For the first study, researchers assessed the effect of increasing metformin doses on glycemic control in 27 patients, administered twice daily after breakfast and dinner for all doses up to 1,500 mg per day. A subset of these patients who did not reach optimal glycemic control (n = 11) were treated with a maximum dose of 2,250 mg per day.

For the second study, researchers examined the effect of dosing frequency on the efficacy and safety of high-dose metformin in 56 patients treated with 1,500 mg daily. In this group, the patients were treated with 500 mg metformin three times per day and then switched to 750 mg twice daily, or the same protocol in reverse order. In both the first and second studies, daily profiles of 9-point blood glucose were monitored before and 2 hours after meals, at bedtime, midnight and 3 a.m.

Researchers observed decreases in blood glucose with increasing doses of metformin. Area under the curve for the 9-point daily blood glucose profiles also decreased with increasing metformin dose, according to researchers, up to the 1,500 mg per day dosage, but tended to decrease with further increases in metformin to 2,250 mg per day. The dose-dependent improvements were observed in both the metformin monotherapy subgroup and among those using metformin as an add-on therapy with and without insulin.

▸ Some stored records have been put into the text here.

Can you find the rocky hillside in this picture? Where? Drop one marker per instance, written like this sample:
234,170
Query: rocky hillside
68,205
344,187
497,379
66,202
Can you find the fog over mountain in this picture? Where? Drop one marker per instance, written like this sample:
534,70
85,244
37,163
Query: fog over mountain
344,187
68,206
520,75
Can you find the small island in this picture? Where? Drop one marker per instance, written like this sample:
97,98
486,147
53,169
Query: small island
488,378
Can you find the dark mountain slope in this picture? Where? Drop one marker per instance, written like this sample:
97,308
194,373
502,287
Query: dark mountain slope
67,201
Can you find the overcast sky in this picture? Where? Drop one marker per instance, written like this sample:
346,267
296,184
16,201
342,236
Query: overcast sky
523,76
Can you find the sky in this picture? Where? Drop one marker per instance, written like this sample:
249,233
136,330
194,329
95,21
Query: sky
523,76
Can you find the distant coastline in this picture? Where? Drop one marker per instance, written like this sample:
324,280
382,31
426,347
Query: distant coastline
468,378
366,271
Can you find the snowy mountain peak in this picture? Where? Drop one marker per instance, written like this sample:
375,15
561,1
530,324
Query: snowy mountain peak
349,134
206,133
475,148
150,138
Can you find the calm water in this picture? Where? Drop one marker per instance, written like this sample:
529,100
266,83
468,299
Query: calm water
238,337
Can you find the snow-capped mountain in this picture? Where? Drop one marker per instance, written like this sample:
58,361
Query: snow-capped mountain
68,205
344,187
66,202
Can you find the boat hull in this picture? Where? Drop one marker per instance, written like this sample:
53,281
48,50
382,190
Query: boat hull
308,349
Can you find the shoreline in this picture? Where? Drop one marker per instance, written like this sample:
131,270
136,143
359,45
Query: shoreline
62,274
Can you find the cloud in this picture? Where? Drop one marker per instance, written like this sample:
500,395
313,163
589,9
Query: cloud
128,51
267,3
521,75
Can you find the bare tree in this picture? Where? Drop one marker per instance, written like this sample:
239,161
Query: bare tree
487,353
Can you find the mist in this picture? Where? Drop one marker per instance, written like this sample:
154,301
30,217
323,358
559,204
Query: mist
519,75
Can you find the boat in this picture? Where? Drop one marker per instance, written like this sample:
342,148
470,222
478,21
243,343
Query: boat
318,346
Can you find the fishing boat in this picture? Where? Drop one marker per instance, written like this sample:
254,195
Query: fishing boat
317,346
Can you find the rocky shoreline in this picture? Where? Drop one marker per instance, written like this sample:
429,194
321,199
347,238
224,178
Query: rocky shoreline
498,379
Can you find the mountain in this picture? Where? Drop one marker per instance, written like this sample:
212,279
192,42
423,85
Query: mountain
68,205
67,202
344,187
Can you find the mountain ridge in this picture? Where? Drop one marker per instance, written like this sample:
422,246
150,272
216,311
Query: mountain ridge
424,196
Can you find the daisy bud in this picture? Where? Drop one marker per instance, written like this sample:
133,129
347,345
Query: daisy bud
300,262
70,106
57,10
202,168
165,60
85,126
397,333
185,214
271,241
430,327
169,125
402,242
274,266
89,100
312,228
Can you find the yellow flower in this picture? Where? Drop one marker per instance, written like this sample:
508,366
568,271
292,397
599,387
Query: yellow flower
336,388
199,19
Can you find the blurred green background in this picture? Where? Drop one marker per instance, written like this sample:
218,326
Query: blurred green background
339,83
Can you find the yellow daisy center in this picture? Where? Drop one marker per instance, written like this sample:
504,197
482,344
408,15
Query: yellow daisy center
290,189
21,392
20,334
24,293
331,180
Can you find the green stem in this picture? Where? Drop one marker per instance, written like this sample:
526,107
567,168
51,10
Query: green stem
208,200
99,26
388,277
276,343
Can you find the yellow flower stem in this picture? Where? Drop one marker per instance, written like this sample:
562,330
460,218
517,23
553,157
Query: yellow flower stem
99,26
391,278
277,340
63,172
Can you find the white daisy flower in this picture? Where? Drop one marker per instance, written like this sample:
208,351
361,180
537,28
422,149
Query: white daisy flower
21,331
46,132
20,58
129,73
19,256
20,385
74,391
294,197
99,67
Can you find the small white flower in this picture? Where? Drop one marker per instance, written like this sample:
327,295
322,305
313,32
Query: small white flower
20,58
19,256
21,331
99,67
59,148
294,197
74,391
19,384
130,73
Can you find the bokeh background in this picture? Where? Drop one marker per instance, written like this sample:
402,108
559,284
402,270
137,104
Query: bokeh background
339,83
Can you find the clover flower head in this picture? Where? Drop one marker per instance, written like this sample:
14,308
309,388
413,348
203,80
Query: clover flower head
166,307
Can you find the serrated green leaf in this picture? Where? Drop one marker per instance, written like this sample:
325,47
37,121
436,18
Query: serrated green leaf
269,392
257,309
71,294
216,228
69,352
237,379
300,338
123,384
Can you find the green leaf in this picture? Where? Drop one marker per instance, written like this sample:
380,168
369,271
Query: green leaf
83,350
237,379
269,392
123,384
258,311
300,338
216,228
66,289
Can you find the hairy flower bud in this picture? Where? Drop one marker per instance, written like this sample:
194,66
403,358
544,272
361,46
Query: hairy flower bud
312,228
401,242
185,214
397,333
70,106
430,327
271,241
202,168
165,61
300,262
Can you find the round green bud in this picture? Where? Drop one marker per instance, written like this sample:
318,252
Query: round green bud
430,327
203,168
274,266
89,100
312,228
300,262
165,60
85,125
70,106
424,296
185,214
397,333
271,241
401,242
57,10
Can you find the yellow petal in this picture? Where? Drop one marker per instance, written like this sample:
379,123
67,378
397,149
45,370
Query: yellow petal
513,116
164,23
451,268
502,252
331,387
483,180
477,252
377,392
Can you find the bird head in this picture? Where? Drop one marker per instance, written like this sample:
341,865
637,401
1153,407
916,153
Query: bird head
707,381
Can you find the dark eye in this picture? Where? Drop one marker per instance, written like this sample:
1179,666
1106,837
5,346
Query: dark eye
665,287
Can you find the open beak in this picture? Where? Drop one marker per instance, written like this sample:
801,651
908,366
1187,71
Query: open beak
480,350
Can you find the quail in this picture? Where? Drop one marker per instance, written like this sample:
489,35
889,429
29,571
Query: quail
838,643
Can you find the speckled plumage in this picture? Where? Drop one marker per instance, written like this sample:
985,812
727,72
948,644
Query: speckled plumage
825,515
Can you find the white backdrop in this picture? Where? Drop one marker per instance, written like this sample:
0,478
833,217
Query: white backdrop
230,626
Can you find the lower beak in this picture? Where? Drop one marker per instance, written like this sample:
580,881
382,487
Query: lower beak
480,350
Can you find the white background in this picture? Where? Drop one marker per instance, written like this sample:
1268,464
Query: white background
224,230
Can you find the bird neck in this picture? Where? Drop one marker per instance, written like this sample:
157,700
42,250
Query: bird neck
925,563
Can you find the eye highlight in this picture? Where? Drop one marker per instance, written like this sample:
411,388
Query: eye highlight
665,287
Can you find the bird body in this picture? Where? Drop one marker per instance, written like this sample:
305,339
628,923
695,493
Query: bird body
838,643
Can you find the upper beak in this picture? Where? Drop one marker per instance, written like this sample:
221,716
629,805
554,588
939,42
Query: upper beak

In assessing dosing frequency, researchers observed a slightly higher blood glucose level before dinner in the twice-daily metformin group vs. the three times daily group (6.9 mmol/L vs. 6.3 mmol/L; P = .02).

The most common adverse events reported were gastrointestinal symptoms observed in 29.6% of patients in study 1 and 30.3% of patients in study 2. No serious adverse events occurred during the studies.

The researchers noted that hospitalization of patients may have influenced initial improvement, and that the sample size for the highest dose of metformin was small, which may account for the lack of difference between the 1,500-mg and 2,250-mg doses.

“Further studies with larger numbers of participants are needed to clarify this point,” the researchers wrote. – by Regina Schaffer

Disclosure: One study author reports he has received clinical research grants from Astellas, AstraZeneca, Boehringer Ingelheim, Daiichi-Sankyo, Johnson & Johnson, Kowa, Kyowa Hakko-Kirin, Novo Nordisk, Ono, Otsuka, Sanofi, Sanwa Kagaku Kenkyusho, Sumitomo Dainippon Pharma, Takeda and Tanabe Mitsubishi; and has received lecture honoraria from Kowa, Novo Nordisk and Sumitomo Dainippon Pharma.